Have you ever looked at a few banks and wondered why the rates, or Annual Percentage Yield (APY), are different from place to place?
According to rate-tracking site BankRate.com, APYs can be as low as 0.01% to well over 2.00%. That’s a pretty big range.
What’s the deal? In short, APY can be a kind of promotional game in the banking industry—but it’s one that actually benefits you if you know what you’re looking for and read the fine print.
First, what is APY? APY is an acronym for Annual Percentage Yield and it represents the amount of interest you’ll earn after a year of compounding interest. For example, if you have $10,000 in savings, you’ll earn $2 with 0.02% APY and at 2.00%, you’ll earn $200.
However, you always want to read the fine print closely—many of the places offering the highest APY have other catches, like a minimum balance requirement or a fee if you don’t hold the minimum balance.
At Varo, we offer a Savings Account with 2.02% APY* with no catches—that means no fees or minimum balance requirements to open the Savings Account. Compare that to the average of the five biggest traditional banks in the country.**
However, people often wonder why there is such a range of available rates. Here’s why.
In the world of banking, your cash—whether it’s in your bank account or savings account—is a deposit. And banking institutions rely on these deposits to support other parts of the business, such as making loans. To incentivize you to make deposits, a banking company might raise its rates.
“Deposits are the fuel that drives the lending engine,” said Greg McBride, Chief Financial Analyst for Bankrate.com. “When banks have higher loan demand, they have higher deposit needs to feed the machine.”
Online-only banks may have lower expenses than brick-and-mortar banks, as they don’t have to pay as much for bank branches and associated personnel and upkeep costs.
“The lower cost base gives them more latitude,” said McBride, which is one reason you may see online- and app-based savings accounts offering higher interest rates and charging fewer fees.

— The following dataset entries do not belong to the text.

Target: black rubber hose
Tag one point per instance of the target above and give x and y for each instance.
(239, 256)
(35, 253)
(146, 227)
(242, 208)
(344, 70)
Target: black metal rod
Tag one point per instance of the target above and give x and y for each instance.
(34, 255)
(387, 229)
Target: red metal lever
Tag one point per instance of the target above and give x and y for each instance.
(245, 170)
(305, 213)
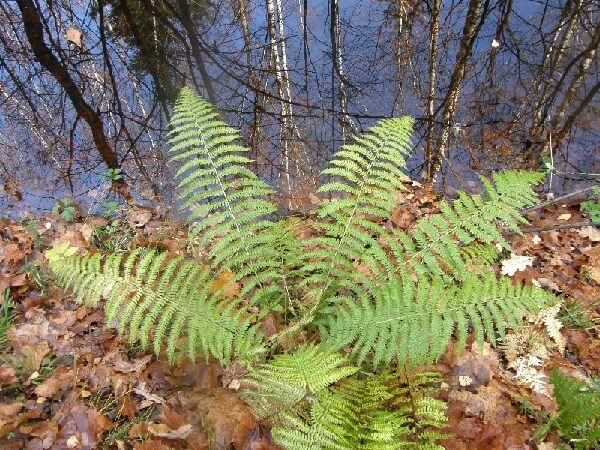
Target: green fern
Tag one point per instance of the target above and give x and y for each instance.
(578, 417)
(383, 296)
(169, 296)
(298, 395)
(226, 202)
(367, 176)
(479, 258)
(413, 322)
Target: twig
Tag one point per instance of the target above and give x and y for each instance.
(561, 226)
(555, 200)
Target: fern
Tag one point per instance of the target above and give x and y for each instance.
(291, 379)
(367, 177)
(309, 411)
(413, 322)
(225, 200)
(153, 292)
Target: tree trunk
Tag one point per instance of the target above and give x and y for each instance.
(434, 28)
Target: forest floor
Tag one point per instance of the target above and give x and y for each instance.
(68, 381)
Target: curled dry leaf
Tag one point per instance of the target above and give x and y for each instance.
(118, 362)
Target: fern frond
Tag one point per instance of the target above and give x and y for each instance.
(578, 410)
(226, 202)
(413, 322)
(150, 293)
(288, 380)
(433, 247)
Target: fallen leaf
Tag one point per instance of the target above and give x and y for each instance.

Online banks and high-yield savings accounts tend to offer the highest rates, and when one financial institution raises rates, the rest may follow.
“Among the top-yielding accounts, it’s very competitive,” said McBride. “They continue to raise payouts and leapfrog each other.”

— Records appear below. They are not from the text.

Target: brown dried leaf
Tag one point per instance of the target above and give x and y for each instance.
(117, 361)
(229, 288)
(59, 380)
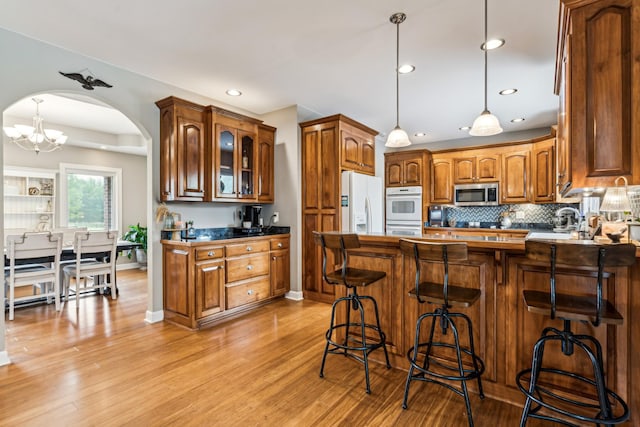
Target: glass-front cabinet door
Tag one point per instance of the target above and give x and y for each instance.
(247, 165)
(226, 142)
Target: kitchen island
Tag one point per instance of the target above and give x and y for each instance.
(504, 332)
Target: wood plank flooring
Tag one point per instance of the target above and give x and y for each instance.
(103, 365)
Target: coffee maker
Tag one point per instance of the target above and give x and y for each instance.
(252, 214)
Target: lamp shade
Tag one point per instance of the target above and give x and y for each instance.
(397, 138)
(486, 124)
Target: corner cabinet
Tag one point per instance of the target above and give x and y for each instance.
(208, 282)
(211, 154)
(598, 80)
(182, 150)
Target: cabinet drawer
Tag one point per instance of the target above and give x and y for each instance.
(247, 267)
(203, 254)
(247, 248)
(279, 244)
(238, 295)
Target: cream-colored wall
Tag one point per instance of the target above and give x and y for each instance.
(34, 68)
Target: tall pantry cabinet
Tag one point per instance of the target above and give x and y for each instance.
(323, 147)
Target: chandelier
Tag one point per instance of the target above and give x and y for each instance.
(35, 138)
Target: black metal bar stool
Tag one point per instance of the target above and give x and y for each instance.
(355, 340)
(551, 405)
(428, 358)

Even with their branches, credit unions also have more latitude because they’re nonprofits, said McBride. “But they may decide to invest in more products or services rather than [higher] returns.”
Credit unions that do offer higher rates may do so with high-yield checking accounts, which require members to meet certain criteria (such as regularly using the debit card or logging into their account) to receive the higher rate.
If customers can get a higher rate by switching accounts, why don’t big banks offer the same or higher interest rates than online banks and credit unions?
In short, it’s because they don’t need your money. They tend to have less need for consumers’ deposits as they could have large deposits from businesses or investors. For example, JPMorgan had $1.3 trillion in deposits alone in 2017.
“The big banks that have the most market share also have the most pricing power,” says McBride. “They don’t need to pay higher rates on deposits because their vast branch [networks] and ATM networks act as a catcher mitt.”
In other words, collecting fees on other services could offset the need to attract consumer cash deposits to use for a lending business.
By offering a wide range of products, big banks also tend to attract customers who want to do all their banking with one company rather than shopping around. And, once they’re customers, people may be hesitant to change banks.
And to be sure, new companies, like Varo, are challenging these big institutions—offering a suite of banking services with no fees and high rates.
So while traditional banks might hope you’ll stick around because it’s time-consuming to move on, it really does pay off for people to do some comparison shopping
Does it make sense to switch from an account that offers 0.02% interest to 0.03%? Probably not. But the difference between big banks’ rates and online and mobile banking rates is often much larger.
“What really counts is the buying power of the money,” says McBride. “If you’re earning a rate of return that isn’t keeping pace with inflation, you’re losing buying power.” For perspective, the Bureau of Labor Statistics reports that the inflation rate was around 2.10% for the first half of 2018.
But there’s more to consider than just interest rates when comparing bank and savings accounts. You’ll also want to consider all the fees that could be also included. Varo is proud to offer no-fee Bank and Savings Accounts.
And convenience is a factor to consider as well—the ease with which you can get money in and out of your savings account is important to consider.
However, if you find a savings account that offers a higher rate, no fees and is easy to use, it could be worth switching.
“If you’re sitting back and waiting for the big bank to bestow higher rates you’ll be sorely disappointed,” said McBride.